1. Agricultural revolution: wool and cotton production was unprecedented. Yield of food crops also increased drastically.
- Enclosure movement: enclosing the common land of village and transferring it to the private ownership making it possible to institute improved farming techniques on a wider scale on a given current fallow land (General Enclosure Act of 1801 and the Enclosure Act of 1845)
2. Population growth and rapid urbanisation: population of London increased five times in 17th century. This increased the demand for urban settlements, supply of labour and demand of clothing.
3. Navigation Acts (between 1651-1760) or Acts of Trade and Navigation, were a long series of English laws that developed, promoted, and regulated English ships, shipping, trade, and commerce between other countries and with its own colonies. The laws also regulated England’s fisheries and restricted foreigners’ participation in its colonial trade.
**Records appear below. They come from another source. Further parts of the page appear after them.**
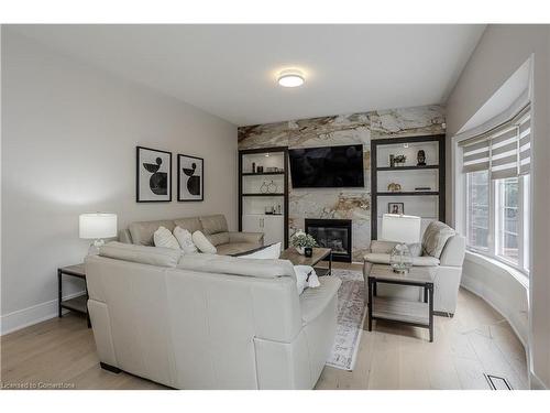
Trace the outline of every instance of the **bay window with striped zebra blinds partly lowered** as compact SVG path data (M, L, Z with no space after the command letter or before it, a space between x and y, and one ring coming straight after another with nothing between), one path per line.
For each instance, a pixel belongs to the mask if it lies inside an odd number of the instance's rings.
M468 248L528 273L529 108L461 146Z

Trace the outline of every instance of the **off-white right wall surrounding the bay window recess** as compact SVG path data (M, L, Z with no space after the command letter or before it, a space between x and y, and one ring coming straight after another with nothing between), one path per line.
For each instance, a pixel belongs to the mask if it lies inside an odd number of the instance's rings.
M447 104L448 156L450 138L483 106L529 56L534 57L531 143L532 242L529 289L530 369L535 382L550 387L550 143L548 132L550 85L550 29L548 25L490 25L466 64ZM452 174L448 160L448 180ZM453 199L448 182L448 208Z

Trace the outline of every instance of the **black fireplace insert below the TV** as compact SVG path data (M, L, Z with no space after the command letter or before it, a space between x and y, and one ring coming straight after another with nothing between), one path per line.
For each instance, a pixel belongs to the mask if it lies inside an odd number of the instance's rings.
M351 262L351 219L306 218L306 233L319 247L330 248L334 261Z

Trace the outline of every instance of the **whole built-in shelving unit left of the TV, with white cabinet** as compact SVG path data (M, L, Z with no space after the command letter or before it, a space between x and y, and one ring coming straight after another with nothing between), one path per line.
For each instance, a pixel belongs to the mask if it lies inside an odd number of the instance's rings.
M288 148L239 151L239 230L288 247Z

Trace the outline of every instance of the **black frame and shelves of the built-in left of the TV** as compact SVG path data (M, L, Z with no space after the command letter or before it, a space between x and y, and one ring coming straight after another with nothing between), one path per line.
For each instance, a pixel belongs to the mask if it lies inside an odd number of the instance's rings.
M278 172L261 172L251 173L243 172L243 156L258 153L283 153L283 165L284 171ZM272 146L272 148L258 148L258 149L244 149L239 151L239 230L242 231L242 213L243 213L243 198L248 196L260 196L260 197L277 197L283 196L283 225L284 225L284 246L285 249L288 248L288 146ZM275 194L243 194L243 176L264 176L264 175L283 175L284 176L284 188L283 193ZM279 214L275 214L279 216ZM270 216L270 214L267 214Z

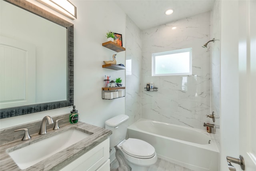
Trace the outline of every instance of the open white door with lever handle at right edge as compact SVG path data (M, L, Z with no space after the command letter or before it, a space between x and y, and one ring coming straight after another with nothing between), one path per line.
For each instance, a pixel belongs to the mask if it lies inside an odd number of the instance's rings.
M239 7L244 13L239 20L239 152L245 170L256 171L256 1L241 1Z

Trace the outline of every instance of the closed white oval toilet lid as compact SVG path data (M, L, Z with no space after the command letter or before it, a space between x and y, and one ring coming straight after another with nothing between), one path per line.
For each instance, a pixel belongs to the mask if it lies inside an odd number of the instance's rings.
M141 159L148 159L155 155L155 149L146 141L129 138L122 144L123 151L132 156Z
4. Government policies: created patent laws to make benefits out of intellectual property.
5. Financial innovation: Financial institutions such as central banks, stock markets, and joint stock companies encouraged people to take risks with investments, trade, and new technologies.
6. Enlightenment and the Scientific Revolution.
7. Better means of transportation: availability of all-weather roads, introduction of railways and navigable rivers and canals.
8. Natural resource: Coal and Iron deposits were plentiful in Great Britain (specially Central and Northern England).
9. Colonialist and Imperialist powers: with expansion of its colonial powers in Asia and Africa, England was able to procure as much raw material as required by the industries back home. Same practice also helped England to gain on the access to underexplored market for its finished products.
10. Political and social factors: Stable political situation in Britain from around 1688 (after Glorious Revolution), British society’s greater receptiveness to change, new capitalist class, secure property rights, abolition of slavery.
11. Geographical location: England is located on a island type structure and separated from rest of the Europe (rarely fell into the wars with neighbours).
11. Other factors: private sponsorship of education and apprenticeship, availability of capital, Blockade by Napoleon against British trade made England more self-reliant, church land was confiscated and 1/4th of national resources were brought into productive use.
Conclusion: It was British Empire that made British the father of Industrial Revolution.